Why would you search that up when you can just type help(str) into the interpreter?

this is cool what did you use to make the image?

>tfw connection errors when trying to post my code

>it sure does. or are there ''two'' languages with that stupid r"" syntax?
so you literally don't even into python, but you are trying to be clever, fuck right off. raw/verbatim strings are in at least 5 languages i can think of right now

these guys have a lot of their boilerplate shit pre-written. it takes them four minutes because all they have to write is

step1 = function12422(data)
step2 = function342155(step1)
print(function18(step2))

Yea, pretty amazing if you ask me.

Moot put in a filter that filters out shit code.
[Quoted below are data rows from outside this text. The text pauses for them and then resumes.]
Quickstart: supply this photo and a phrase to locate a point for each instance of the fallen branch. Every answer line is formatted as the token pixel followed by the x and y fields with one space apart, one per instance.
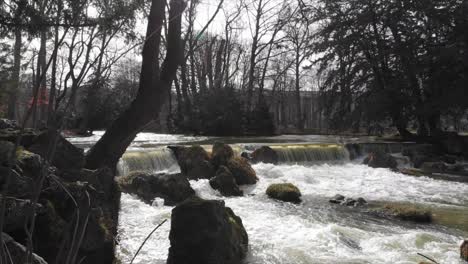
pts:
pixel 146 239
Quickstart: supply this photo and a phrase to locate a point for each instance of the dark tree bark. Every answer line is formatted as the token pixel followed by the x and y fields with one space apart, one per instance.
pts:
pixel 152 93
pixel 12 113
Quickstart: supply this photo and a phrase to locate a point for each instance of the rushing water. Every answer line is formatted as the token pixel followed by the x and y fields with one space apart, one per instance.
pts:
pixel 314 231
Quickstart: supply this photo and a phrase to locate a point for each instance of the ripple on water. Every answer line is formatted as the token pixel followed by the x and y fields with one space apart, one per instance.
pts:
pixel 314 232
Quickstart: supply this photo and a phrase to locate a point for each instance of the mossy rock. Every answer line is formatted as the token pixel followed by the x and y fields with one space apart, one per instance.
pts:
pixel 6 149
pixel 221 154
pixel 286 192
pixel 194 162
pixel 242 171
pixel 208 232
pixel 265 154
pixel 412 172
pixel 408 213
pixel 464 250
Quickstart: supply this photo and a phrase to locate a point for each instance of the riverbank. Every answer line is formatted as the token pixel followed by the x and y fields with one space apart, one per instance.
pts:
pixel 52 206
It's biased toward shit languages.

Attached: 1497669701711.jpg (846x900, 104K)

fuck hell, the cancer shouldn't have spread that far.
>raw/verbatim strings
You can do them lots of ways. Python's way is not the way.

looks great, just needs something in top left corner

Hopefully this is more readable
tested = set()

conflicts = set()

data = {}


for line in open("clothesInput.txt"):

line = line.split()

data[ line[0] ] = line[2].replace(':','').split( ',' ), line[3].split( 'x' )



for line in data.values():

cornerX = posX = int( line[0][0] ) + 1

cornerY = posY = int( line[0][1] ) + 1

width = int( line[1][0] )

height = int( line[1][1] )

for x in range( 0, width ):

for y in range(0, height ):

if ( posX , posY ) in tested:

conflicts.add( ( posX , posY ) )

else:

tested.add( ( posX , posY ) )

posY = cornerY + y

posX = cornerX + x

print( len( conflicts ) )

Why is codemonkey-tied string parsing part of the problem? Why not give the dataset as 1,151,671,11,15 or even just space-deliminated?